Os juristas e advogados já identificam, notas técnicas nos apresentadas já apontam que o projeto pode ser considerado inconstitucional. Reduzir a proteção ao meio ambiente, algo que não pode ser feito de acordo com a Constituição. Não se pode fazer uma legislação que vá atrapalhá-la. Esse PL gera uma insegurança jurídica muito grande. Ele dá muita responsabilidade pro empreendedor, joga no colo dele muita parte do seu processo. Além de dar uma dispensa ampla de atividades que não precisam mais ser licenciadas, existe no texto um dispositivo que é o da licença por adesão e compromisso, que é um sistema de autodeclaração. É o próprio empreendedor que vai obter sua licença por conta própria. Esse é um problema pro próprio empreendedor, porque não vai ter regras claras de que tipo de análise e estudos prévios ele vai ter que fazer. Ele vai fazer tudo no escuro, vai obter uma licença; mas depois, se alguma fiscalização mostrar qualquer irregularidade, ele vai ser penalizado. Então será uma insegurança jurídica pros empreendedores e também uma guerra fiscal entre estados e municípios, porque o PL permite que estados e municípios determinem boa parte do que vai ser considerado licenciável ou não, que tipo de licenciamento, então, com isso, teremos o oposto do que a lei se propõe a fazer, que é dar diretrizes diretas. Ela vai criar uma diversidade de regramentos, cada lugar vai funcionar de um jeito, o que gera insegurança, e gera um movimento que a gente chama de guerra fiscal, em que um determinado estado ou município pode vir a enfraquecer suas regras de licenciamento para atrair empreendimentos pro seu território, e aí gerar insegurança jurídica, porque o MP, alguém pode vir e analisar que não há condições seguras para implantação do empreendimento, isso pode criar uma série de problemas. Se o PL for aprovado dessa forma, com certeza teremos recursos falando sobre sua inconstitucionalidade.

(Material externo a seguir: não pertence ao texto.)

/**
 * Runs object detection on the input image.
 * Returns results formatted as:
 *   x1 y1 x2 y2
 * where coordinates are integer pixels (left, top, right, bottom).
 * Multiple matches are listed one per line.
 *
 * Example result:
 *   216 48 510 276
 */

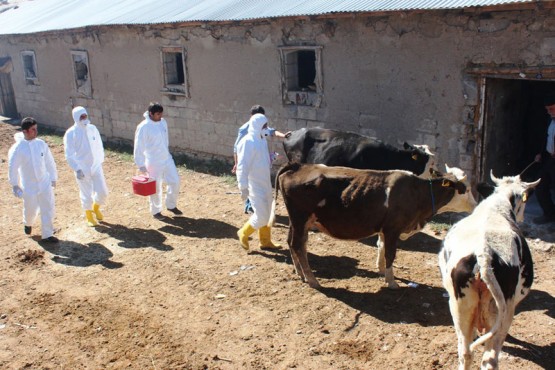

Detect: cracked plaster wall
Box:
0 10 555 181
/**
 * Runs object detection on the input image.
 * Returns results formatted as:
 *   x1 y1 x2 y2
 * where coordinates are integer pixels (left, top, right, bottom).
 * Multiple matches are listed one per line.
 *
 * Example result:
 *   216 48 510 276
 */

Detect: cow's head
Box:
403 142 437 179
437 164 477 213
490 170 541 222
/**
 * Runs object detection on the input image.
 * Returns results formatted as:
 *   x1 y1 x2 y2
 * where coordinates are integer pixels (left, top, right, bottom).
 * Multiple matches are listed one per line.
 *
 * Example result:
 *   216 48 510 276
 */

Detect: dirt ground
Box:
0 123 555 370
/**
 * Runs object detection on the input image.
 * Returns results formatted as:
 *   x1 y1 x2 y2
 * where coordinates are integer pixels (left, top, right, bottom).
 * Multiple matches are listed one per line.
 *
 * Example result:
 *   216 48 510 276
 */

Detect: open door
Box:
0 57 19 118
480 78 555 181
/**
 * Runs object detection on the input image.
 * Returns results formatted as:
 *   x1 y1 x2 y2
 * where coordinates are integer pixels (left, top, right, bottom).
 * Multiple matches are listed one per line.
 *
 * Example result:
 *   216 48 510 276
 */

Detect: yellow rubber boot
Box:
85 210 98 226
258 226 281 249
93 203 104 221
237 221 256 251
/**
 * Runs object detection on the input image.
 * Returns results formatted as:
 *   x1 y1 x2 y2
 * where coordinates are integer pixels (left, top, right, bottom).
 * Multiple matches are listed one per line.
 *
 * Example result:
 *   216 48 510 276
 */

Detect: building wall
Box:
0 10 555 181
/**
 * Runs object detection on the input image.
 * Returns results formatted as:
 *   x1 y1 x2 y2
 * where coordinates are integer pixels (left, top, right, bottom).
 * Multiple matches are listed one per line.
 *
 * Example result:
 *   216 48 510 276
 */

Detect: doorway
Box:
0 57 19 118
480 78 555 182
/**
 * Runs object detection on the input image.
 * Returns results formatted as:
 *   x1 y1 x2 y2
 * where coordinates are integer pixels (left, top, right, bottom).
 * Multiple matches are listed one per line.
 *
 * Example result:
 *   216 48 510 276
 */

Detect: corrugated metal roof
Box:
0 0 538 35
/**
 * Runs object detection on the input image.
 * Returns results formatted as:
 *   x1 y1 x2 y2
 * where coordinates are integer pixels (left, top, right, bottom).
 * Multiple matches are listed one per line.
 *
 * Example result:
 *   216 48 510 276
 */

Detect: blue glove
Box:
241 188 249 202
12 185 23 198
245 198 254 214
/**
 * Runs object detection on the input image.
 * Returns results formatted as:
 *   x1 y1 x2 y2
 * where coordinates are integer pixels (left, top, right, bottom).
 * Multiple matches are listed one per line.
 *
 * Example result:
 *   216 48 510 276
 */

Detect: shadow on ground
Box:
251 249 452 326
95 222 173 252
159 217 237 239
39 240 123 269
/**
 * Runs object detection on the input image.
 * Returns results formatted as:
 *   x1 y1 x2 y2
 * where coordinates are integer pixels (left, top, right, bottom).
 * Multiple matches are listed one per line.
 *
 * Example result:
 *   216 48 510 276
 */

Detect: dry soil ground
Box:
0 123 555 370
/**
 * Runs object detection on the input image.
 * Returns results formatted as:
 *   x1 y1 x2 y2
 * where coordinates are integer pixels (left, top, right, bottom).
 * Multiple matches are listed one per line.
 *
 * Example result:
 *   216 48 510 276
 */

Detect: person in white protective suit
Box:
8 117 59 243
133 103 183 220
64 107 108 226
236 113 280 251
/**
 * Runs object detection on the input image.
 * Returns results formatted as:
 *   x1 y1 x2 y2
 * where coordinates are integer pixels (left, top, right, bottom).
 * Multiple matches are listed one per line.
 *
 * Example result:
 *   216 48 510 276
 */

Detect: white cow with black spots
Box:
439 173 539 370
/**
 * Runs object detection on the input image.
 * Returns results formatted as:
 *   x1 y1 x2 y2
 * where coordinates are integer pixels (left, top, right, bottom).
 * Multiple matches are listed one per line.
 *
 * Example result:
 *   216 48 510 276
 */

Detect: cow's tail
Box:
470 253 507 351
268 162 298 227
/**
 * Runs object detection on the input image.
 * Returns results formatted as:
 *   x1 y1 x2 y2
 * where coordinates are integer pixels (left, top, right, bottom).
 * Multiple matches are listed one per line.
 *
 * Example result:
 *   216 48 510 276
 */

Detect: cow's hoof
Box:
308 281 322 289
387 281 399 290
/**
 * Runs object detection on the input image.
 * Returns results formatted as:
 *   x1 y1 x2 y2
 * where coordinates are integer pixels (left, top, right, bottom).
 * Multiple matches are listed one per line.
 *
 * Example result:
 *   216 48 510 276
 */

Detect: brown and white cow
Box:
439 173 539 370
275 163 476 289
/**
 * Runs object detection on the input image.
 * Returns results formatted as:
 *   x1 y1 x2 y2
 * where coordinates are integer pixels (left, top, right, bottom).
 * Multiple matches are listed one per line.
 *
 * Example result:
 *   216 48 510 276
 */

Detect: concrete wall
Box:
0 10 555 181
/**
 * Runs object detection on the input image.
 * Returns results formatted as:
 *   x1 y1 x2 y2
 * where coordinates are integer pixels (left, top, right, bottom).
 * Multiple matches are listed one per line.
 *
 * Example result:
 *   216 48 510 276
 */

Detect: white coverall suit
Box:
236 113 272 229
133 111 180 215
64 107 108 211
8 133 58 239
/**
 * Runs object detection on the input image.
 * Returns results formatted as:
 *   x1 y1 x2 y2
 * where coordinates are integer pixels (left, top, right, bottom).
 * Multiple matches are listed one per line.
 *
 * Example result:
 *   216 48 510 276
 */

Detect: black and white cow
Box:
283 127 434 178
439 173 539 370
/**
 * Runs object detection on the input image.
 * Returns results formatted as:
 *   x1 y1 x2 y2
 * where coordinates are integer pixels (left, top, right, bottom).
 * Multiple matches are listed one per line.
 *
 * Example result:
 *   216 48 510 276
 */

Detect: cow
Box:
274 162 476 289
283 127 434 178
439 172 540 370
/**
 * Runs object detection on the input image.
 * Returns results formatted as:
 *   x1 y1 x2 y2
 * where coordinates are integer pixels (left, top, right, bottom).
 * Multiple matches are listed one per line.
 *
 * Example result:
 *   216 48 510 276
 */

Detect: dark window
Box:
297 50 316 89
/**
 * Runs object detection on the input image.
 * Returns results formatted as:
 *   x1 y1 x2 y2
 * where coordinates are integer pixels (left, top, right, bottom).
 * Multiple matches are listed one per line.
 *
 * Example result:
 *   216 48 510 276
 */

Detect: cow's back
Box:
283 127 429 175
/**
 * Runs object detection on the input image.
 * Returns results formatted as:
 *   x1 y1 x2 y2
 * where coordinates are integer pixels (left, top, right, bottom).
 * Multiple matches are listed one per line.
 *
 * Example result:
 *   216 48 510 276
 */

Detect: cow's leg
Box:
382 234 399 289
376 233 385 275
287 226 306 281
289 216 320 289
481 302 514 370
448 290 480 370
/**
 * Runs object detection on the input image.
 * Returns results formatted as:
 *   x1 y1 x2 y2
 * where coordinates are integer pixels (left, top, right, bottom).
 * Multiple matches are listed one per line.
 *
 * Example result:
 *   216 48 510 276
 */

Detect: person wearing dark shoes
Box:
168 207 183 216
41 236 60 243
133 103 181 219
8 117 58 239
533 94 555 225
152 212 166 220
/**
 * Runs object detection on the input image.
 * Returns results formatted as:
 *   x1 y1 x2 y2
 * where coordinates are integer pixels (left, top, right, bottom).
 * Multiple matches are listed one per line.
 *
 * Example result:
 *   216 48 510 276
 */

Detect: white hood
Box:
71 107 88 123
248 113 268 140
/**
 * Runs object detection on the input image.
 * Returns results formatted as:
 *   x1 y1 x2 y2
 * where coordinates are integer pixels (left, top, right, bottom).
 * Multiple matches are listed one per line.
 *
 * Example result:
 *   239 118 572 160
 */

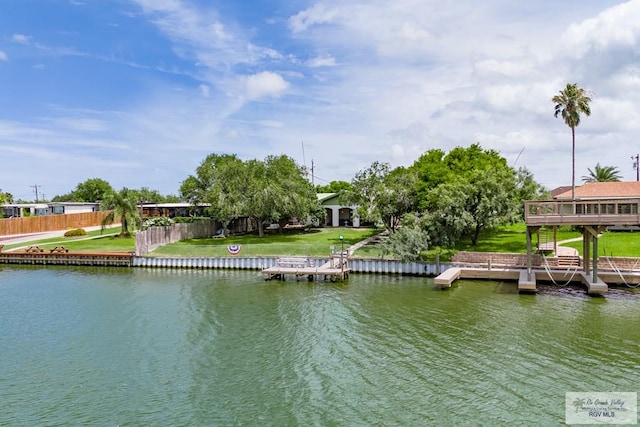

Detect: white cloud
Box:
198 84 210 98
561 0 640 57
11 34 31 44
307 56 337 68
245 71 289 99
289 3 340 33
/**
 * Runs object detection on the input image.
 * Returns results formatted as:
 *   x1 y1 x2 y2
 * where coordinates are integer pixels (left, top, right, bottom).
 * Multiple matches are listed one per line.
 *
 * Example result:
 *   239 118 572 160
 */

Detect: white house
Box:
317 193 360 227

O Greenpeace vai participar da audiência pública?

Mais que uma audiência pública, é importante que o projeto tramite nas comissões, e que seja analisado de fato nessas comissões. Uma única audiência pública não garante um debate adequado e aprofundado. A gente participa de audiências públicas, mas se o Greenpeace vai participar dessa ou não, não é uma decisão tomada porque a audiência pública sequer foi marcada. Não há previsão. O que a gente defende no momento é mais que uma audiência pública; é que o PL tramite nas comissões.

Como o Greenpeace tem agido diante desses retrocessos, dessas medidas internas, que cada vez mais abrem caminho para a boiada passar?
A gente trabalha bastante em parceria com outras entidades. A gente vem denunciando severamente essas medidas e também estamos trazendo informação para a sociedade. No momento atual, é o que a gente consegue fazer; é o que a população pode fazer: acompanhar o que está acontecendo, se informar sobre o que está em jogo e pressionar. Disponibilizamos muitos materiais para que a sociedade possa pressionar os tomadores de decisão e representantes da sociedade, para que eles não tomem decisões que são contrárias ao interesse público. Acreditamos que esses representantes devem servir ao interesse público e da sociedade, da maioria, e não servir a interesses privados, de poucos, que vão prejudicar a muitos.